The cat owner’s answer was under the category of “people…what is wrong with you?!”

Cat health club

I sometimes like to take the cat to the penthouse party room.  No one is up there during the day so I take her up there and let her run around.

If I owned a sledgehammer it would have already drilled a hole in my skull.  I looked at her incredulously and said:

Umm…there are people like me who live in this building and are severely allergic to cats.  You have just spread allergens all over the party room so that if I sit on a piece of furniture your cat sat on, I’m going to break out in hives, cry and start itching.

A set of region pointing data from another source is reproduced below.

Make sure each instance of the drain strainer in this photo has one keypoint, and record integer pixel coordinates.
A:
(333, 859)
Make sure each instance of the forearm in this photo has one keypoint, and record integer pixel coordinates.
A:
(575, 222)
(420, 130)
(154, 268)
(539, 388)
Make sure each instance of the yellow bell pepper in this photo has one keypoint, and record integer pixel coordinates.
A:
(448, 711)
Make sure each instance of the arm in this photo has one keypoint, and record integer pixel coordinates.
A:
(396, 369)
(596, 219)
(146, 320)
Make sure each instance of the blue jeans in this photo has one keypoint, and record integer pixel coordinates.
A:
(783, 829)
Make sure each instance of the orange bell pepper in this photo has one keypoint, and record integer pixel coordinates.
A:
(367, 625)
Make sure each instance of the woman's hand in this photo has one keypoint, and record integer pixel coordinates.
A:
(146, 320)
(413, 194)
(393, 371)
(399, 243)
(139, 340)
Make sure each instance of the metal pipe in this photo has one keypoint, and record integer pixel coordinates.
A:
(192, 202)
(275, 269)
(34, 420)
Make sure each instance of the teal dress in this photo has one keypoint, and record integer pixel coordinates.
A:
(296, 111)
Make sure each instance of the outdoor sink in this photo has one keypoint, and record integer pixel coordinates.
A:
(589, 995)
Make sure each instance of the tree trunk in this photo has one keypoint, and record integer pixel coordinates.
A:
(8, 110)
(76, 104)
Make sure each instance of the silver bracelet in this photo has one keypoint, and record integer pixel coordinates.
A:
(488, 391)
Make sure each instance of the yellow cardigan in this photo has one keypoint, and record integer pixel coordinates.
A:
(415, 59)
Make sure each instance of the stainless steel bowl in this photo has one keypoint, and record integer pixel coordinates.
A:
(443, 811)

However, what I really wanted to say was:

Lady, you realize that isn’t Secretariat in your arms, right?  Cats, by nature are lazy.  They are the exercise anti-Christ.  Sleeping is their primary goal in life.  Taking your cat for a brisk run around a party room may  be fun for you, but I’m pretty sure the cat will reward you by dumping some of its body fluid on your clean sheets as soon as you take her home.

I saved the best for last.  This woman (also middle-aged) is a medical doctor.

Moral of the story?  Another example of how higher education does not necessarily translate into common sense.